Chase took on of the long thin joints from the box. Smiling at me, he stuck it in his mouth and got it wet. He took it from his lips and lit it, taking a big toke. I watched him as he drew in sips of air to mix with the smoke in his lungs. Then he handed it to me. This was a big mistake! I could already feel my thighs trembling and my panties growing moist. Shit! I haven't even tasted it yet.
"Go ahead mom! I want you to feel better." I looked at him and stuck the joint in my mouth. His eyes watched me intently as I drew in a deep breath. I held it for what seemed like a lifetime. Then I slowly let it out. And all the time my son watched me. It hit me like a shot. My face felt flush. I felt like my whole body was coming alive.

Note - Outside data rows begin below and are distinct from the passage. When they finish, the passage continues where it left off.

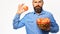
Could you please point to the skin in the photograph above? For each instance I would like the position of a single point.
(37, 5)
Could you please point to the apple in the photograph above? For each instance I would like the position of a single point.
(25, 8)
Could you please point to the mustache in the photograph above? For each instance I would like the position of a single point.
(37, 6)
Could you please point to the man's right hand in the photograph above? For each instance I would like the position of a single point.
(20, 9)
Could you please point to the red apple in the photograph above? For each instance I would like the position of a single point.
(25, 8)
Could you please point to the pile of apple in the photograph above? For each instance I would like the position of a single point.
(43, 23)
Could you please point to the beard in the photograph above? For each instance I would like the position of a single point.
(38, 9)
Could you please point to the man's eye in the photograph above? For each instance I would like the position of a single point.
(39, 1)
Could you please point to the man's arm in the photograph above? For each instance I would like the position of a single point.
(54, 26)
(17, 23)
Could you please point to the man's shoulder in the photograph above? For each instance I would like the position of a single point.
(47, 12)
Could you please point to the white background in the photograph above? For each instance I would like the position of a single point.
(8, 10)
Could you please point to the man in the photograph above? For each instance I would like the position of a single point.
(29, 20)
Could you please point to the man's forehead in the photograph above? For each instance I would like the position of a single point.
(37, 0)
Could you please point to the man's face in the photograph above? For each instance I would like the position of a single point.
(37, 4)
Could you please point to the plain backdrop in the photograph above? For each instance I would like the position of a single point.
(8, 9)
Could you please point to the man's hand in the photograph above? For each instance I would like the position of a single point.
(43, 23)
(20, 9)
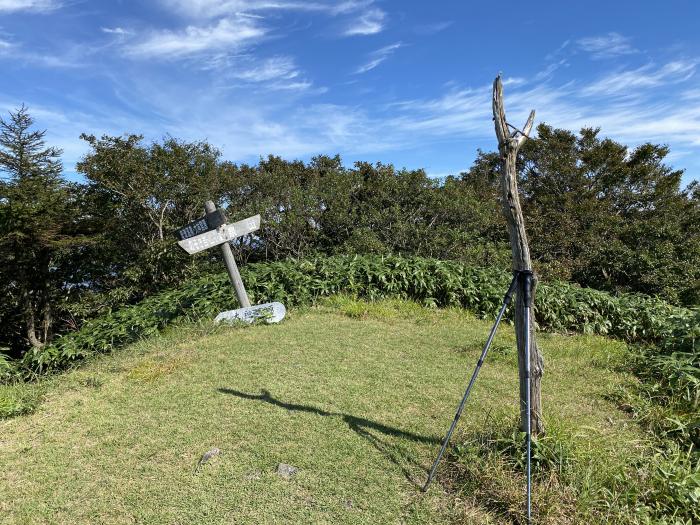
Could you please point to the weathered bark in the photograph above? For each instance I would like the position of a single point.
(508, 146)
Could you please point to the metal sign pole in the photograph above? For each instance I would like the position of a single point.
(231, 266)
(527, 304)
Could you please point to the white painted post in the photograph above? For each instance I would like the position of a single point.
(231, 267)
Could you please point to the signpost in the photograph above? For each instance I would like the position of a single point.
(212, 230)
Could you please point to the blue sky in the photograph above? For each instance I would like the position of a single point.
(406, 82)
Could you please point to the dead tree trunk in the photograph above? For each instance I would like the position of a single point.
(508, 145)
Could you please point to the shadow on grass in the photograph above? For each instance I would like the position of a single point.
(361, 426)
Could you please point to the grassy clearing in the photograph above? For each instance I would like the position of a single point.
(355, 395)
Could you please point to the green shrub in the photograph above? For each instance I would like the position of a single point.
(559, 306)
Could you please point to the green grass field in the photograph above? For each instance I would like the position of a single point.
(357, 396)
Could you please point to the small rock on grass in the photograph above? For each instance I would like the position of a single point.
(286, 471)
(207, 456)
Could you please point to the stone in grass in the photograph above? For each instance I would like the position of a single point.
(207, 456)
(286, 471)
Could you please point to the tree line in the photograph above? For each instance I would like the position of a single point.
(597, 212)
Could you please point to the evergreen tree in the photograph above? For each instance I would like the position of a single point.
(36, 231)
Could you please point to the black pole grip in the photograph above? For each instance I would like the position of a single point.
(511, 289)
(527, 277)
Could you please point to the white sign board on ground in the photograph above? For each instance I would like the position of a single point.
(222, 234)
(268, 312)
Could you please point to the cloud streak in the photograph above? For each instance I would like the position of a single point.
(226, 34)
(29, 6)
(377, 57)
(606, 46)
(370, 22)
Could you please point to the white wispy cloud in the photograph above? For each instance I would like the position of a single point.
(431, 29)
(276, 73)
(115, 31)
(226, 34)
(630, 82)
(606, 46)
(269, 69)
(32, 6)
(377, 57)
(368, 23)
(217, 8)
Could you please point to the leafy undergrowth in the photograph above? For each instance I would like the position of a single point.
(356, 395)
(559, 306)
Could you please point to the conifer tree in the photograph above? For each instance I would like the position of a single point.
(36, 229)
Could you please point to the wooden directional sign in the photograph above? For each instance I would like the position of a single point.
(268, 312)
(212, 230)
(210, 221)
(220, 235)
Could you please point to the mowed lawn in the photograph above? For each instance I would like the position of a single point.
(355, 397)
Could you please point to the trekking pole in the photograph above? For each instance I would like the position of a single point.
(506, 301)
(527, 304)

"Good huh?" He looked at me smiling. I could only nod, as my fingers put the joint back in my mouth. As I felt that hot bitter smoke ease into my lungs, I felt my pussy begin to throb. "Please! Oh please! Not this time! Not now! Not in front of Chase!"
He took the joint from my trembling fingers and took another toke. "This is stronger than the stuff I normally get you. I got if from a friend and he said it was Primo!" I looked at him. I smiled at him. When he closed his eyes to inhale again, my eyes looked down at his crotch. "Oh my goodness! Did he have a hard on?"
I could definitely see a bulge in the center of his crotch. And it was no small bulge at that. I felt my pussy throb. I had to retreat to my room before I let anything happen. But when I got ready to stand up, my legs didn't want to cooperate. I sat down heavy in the chair. Chase looked at me concerned.
"Are you ok mom?" I smiled at him. "Yes baby! Like you said, this is much stronger than the usual stuff you push on me. If I didn't know better, I would think you are trying to get your old mom wasted. Is that what you are trying to do young man?"
Chase almost choked. "MOM! I would never do anything like that. The only thing I ever want is to make you feel better. You have gone through so much. Sometimes I feel so inadequate in taking care of you." He sounded almost close to tears.
I reached out and my fingers touched his face. It felt like electricity going through my body. I jerked my hand back. "Baby! When I had my operation and they removed my uterus, you were there every moment and nursed me back to health. And after they found the cancer and had to remove part of my breast, you were there to take care of me.
No mother could ever ask more of her son. Shit! I don't know of many husbands that would take care of their wives the way you take care of me! If you weren't my son I would marry you in a heartbeat!" I watched him smile.
"I know mom! To make all the lonely women jealous at losing such a good man. But you know something? If you weren't my mom, I would marry you in a heartbeat too!"
This time I had to laugh. "Chase! I don't have all of my insides, and part of my tit is missing. I'm not even a whole woman. What would a fine young man like you want with a dried up old woman like me?"
He looked at me. I watched as his eyes looked from my face all the way down to my feet. And I noticed that they lingered on my tits more than they should have. "Mom! You may be older than I am, but you are definitely not dried up. And if you weren't my mom, I would be all over you."